Chômage : gagne-t-on plus d'argent en restant chez soi qu'en travaillant, comme l'a affirmé Emmanuel Macron ? 

Politique économique

Chômage : gagne-t-on plus d'argent en restant chez soi qu'en travaillant, comme l'a affirmé Emmanuel Macron ? 

Dans son adresse au Français pour lutter contre le coronavirus, lundi 12 juillet, Emmanuel Macron a fait un détour par la nouvelle réforme de l'assurance chômage. Il a alors prononcé une phrase qui a retenu l'attention de la rédaction de Pour l'Eco. Fact-checking.

“En France, on doit toujours bien mieux gagner sa vie en travaillant qu’en restant chez soi, ce qui n’est actuellement pas toujours le cas,” a affirmé le Président de la république pendant son allocution lundi 12 juillet 2021, à 19’35 de la vidéo retransmise sur sa chaîne youtube.

Vérifions ensemble si, effectivement, un chômeur peut avoir financièrement intérêt à ne pas travailler. 

Revoir le passage

Un premier élément de réponse vient du Code du travail. On peut y lire que “l'allocation d'assurance (...) ne peut excéder le montant net de la rémunération antérieurement perçue” (Article L5422-3, version en vigueur depuis le 01 janvier 2019). 

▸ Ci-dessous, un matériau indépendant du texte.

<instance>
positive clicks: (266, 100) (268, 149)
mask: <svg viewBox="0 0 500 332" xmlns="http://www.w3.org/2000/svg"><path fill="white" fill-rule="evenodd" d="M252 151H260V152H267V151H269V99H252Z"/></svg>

Dans le régime actuel de l’assurance chômage, l’allocation correspond à 44,4% du salaire moyen touché avant la période de chômage + 12,05€/jour (soit une base forfaitaire de 361,5 euros par mois). L’indemnité est plafonnée à 75% du salaire moyen dans les cas où la base forfaitaire représenterait une part trop importante de l’allocation chômage.

Lire aussi > Le nouveau calcul des allocations chômage, une précarisation des plus fragiles ?

​​​​​​​Combien touchent les chômeurs ? 

1 620 euros, c’est le salaire net moyen perçu par une personne ayant travaillé toute l’année avant la situation de chômage, selon une étude publiée par l’Unedic en 2019. Pour ce revenu, l’indemnité versée après la perte de l’emploi est de 670 euros net, soit 41% du salaire de référence, pendant 12 mois. Elle diminue ensuite, pour les 9 derniers mois de droits au chômage (23 au total). C’est la dégressivité.

“Les personnes indemnisables par l’Assurance chômage tout au long du mois perçoivent en moyenne 930 euros net”, selon le document Indemnisation des demandeurs d’emploi en 2018, publié par la Dares en mai 2021. “Un quart touche moins de 545 euros net et un autre quart plus de 1 110 euros net”

Une vieille rengaine

Cet élément de langage est apparu pour la première fois dans le discours gouvernemental lors de la présentation de la réforme de l’assurance chômage à l’Assemblée nationale par le Premier Ministre de l’époque, Édouard Philippe, le 18 juin 2019 : “Actuellement, le mode de calcul de l'allocation permet parfois aux salariés en contrats courts de gagner davantage, une fois qu'ils sont au chômage, que ce qu'ils touchaient en moyenne quand ils travaillaient. Ce n'est pas le cas pour la majorité des chômeurs indemnisés, bien entendu, mais c'est le cas pour plus de 20% des chômeurs indemnisés”

Edouard Philippe comparait le salaire d’un intermittent de l’emploi (guide conférencier, extra dans la restauration, intérimaire etc…) ayant travaillé 10 jours dans le mois, contre l’indemnisation auquel il aurait eu droit pour 30 jours de chômage.

“C’est une théorie ad hoc, sans fondement, purement politique, cynique” s'exclame Mathieu Grégoire, sociologue à l’université Paris Nanterre, avant de renchérir : “Chaque jour que vous passez au chômage, vous perdez de l’argent par rapport à une période où vous travaillez. C’est inscrit dans la loi et le calcul de l’assurance chômage”.